Como sabe qué es la muerte no la teme ni se aflige por la suya ni por la de aquellos a quienes ama, pues ya murieron varias veces en otros tiempos y están fa­miliarizados con ella. Considera la muerte como el tránsito de una in­completa vida física a otra completa y superior, por lo que sinceramente la recibe y cuando mueren sus allegados reconoce que es un beneficio para ellos, aun­que no pueda por menos de experimentar algo de pena al verse separado siquiera temporalmente de ellos por lo que respecta al mundo físico. Sin embargo, sabe que los llamados muertos están todavía cerca de él y que le basta con desprenderse interinamente de su cuerpo físico durante el sueño para estar junto a ellos como antes.
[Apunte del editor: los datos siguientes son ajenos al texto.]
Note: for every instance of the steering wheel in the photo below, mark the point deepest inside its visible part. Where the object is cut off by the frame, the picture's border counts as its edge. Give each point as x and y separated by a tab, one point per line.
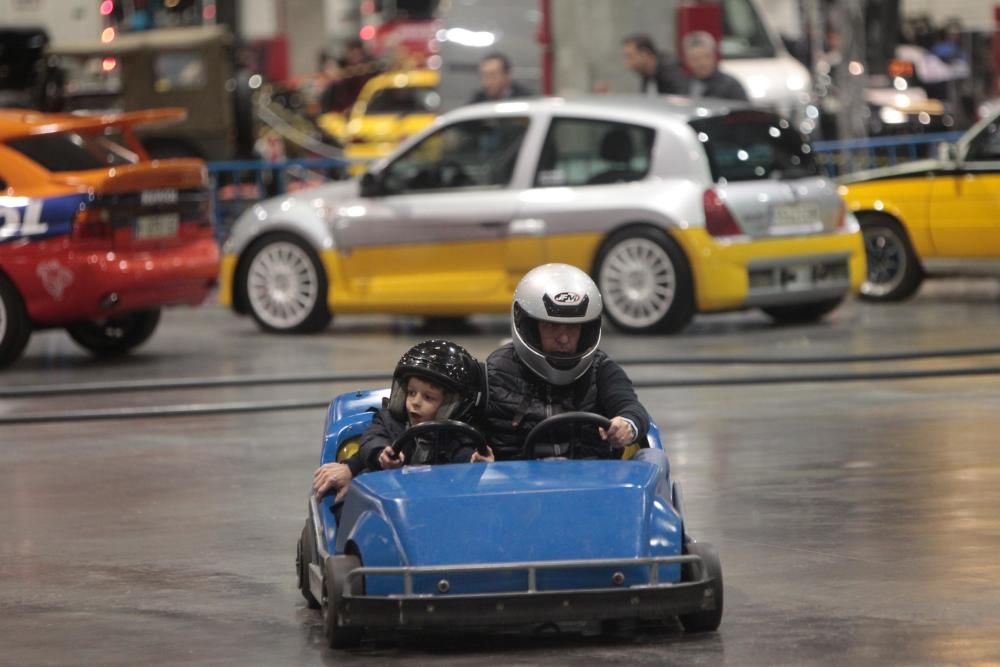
576	420
436	430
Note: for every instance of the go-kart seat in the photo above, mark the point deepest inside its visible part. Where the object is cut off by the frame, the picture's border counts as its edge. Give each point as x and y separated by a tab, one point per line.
616	148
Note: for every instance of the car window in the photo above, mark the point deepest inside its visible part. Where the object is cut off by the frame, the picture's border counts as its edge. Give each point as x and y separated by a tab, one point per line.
72	151
754	145
985	147
471	154
403	101
593	152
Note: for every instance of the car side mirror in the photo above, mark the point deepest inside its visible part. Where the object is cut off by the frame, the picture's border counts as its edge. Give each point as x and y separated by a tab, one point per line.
371	185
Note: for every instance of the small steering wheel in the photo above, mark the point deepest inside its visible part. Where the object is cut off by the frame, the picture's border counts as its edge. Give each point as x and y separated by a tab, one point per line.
436	430
576	420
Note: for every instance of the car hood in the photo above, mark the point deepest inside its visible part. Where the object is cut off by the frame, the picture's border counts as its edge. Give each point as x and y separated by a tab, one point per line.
515	511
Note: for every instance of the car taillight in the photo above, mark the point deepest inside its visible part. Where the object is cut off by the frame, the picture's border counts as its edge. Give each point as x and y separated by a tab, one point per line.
92	223
718	220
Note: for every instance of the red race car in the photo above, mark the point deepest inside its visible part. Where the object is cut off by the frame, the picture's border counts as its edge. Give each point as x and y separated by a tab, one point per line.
94	235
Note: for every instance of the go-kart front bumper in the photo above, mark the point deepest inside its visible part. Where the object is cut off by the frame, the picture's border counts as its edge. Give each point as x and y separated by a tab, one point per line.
529	606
Ve claramente que el universo es uno y que todo él está regido por la misma ley divina, tanto en lo visible como en lo invisible a la vista física. Así es que no experimenta nerviosidad ni extra­ñeza al pasar de una a otra región del universo ni está inseguro acerca de lo que ha de encontrar allende el velo. Sabe que en la vida superior se le dejarán admirables ocasiones de adquirir nuevos conocimientos y realizar utilísima obra; que la vida fuera de este denso cuerpo físico tiene una intensidad y refulgencia con las que en comparación se anonada todo goce terreno. De esta suerte, a favor de su claro conocimiento y completa seguridad reciben cuantos le rodean el poderoso influjo de la vida eterna. Es imposible en él la duda respecto de su destino, pues así como mirando al salvaje se percata de lo que fue en el pasado, así contemplando a los primates de la humanidad en grandeza y sabiduría comprende lo que será en el porvenir.
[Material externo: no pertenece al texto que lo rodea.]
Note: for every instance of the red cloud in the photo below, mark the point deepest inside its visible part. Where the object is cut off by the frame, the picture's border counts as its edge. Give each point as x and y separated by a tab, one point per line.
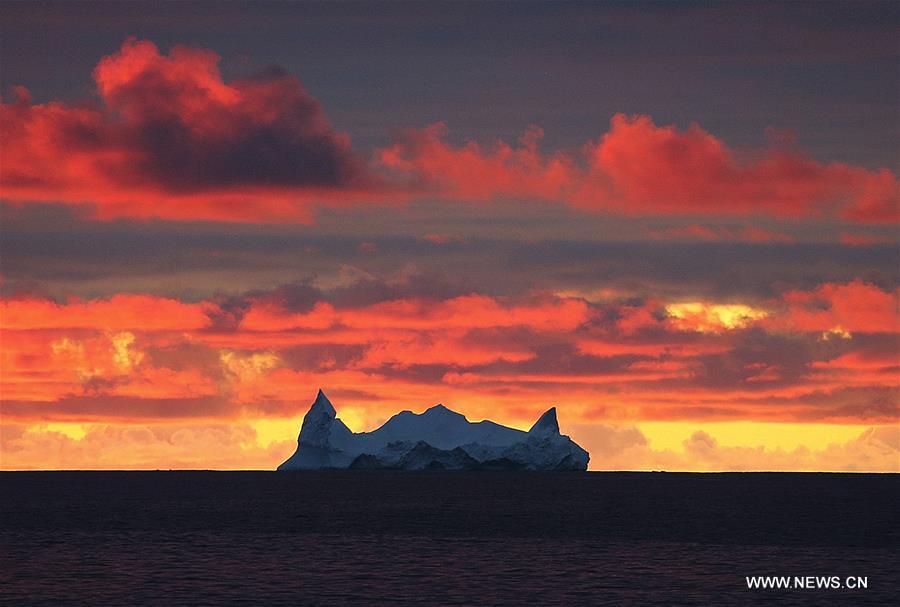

Ve ante sí una continua cadena de progreso, una escala de perfección en cada uno de cuyos peldaños hay seres humanos, de modo que conoce que puede su­bir por ellos, según la inalterable ley de causa y efecto, que obra siempre de la misma manera y por lo tanto puede confiar en ella y utilizarla como utiliza las leyes del mundo físico. El conocimiento de la ley de causa y efecto amplía su perspectiva y le demuestra que si algo ha de suce­derle le sucederá por haberlo merecido a consecuencia de alguna acción cometida, de alguna palabra hablada, de algún pensamiento sostenido en pasados tiempos o en precedentes vidas. Comprende que toda tribulación equivale al pago de una deuda; y por lo tanto, cuando le sobreviene una tribulación la recibe y acepta como una enseñanza, pues sabe por qué le ha sobrevenido y se alegra de que le depare coyuntura de satisfacer alguna de sus obligaciones. Además, considera la tribulación como otra índole de oportunidad, esto es, lo que le permite verla por su aspecto beneficioso si la sobrelleva dignamente. No malgasta tiempo en anticipar posibles infor­tunios ni cuando le alcanza la desdicha la agrava in­sensatamente con lamentaciones, sino que se dispone a sufrir con paciencia y fortaleza lo que en ella haya de inevitable. Sin embargo, no se somete al infortunio con fata­lista resignación. Recibe la adversidad como un estí­mulo para prosperar en términos que sea capaz de ven­cerla y así de un remotísimo mal extrae la semilla del futuro perfeccionamiento. Porque para pagar la deuda pendiente actualiza cualidades de valor y resolución que serán para siempre suyas en venideras edades.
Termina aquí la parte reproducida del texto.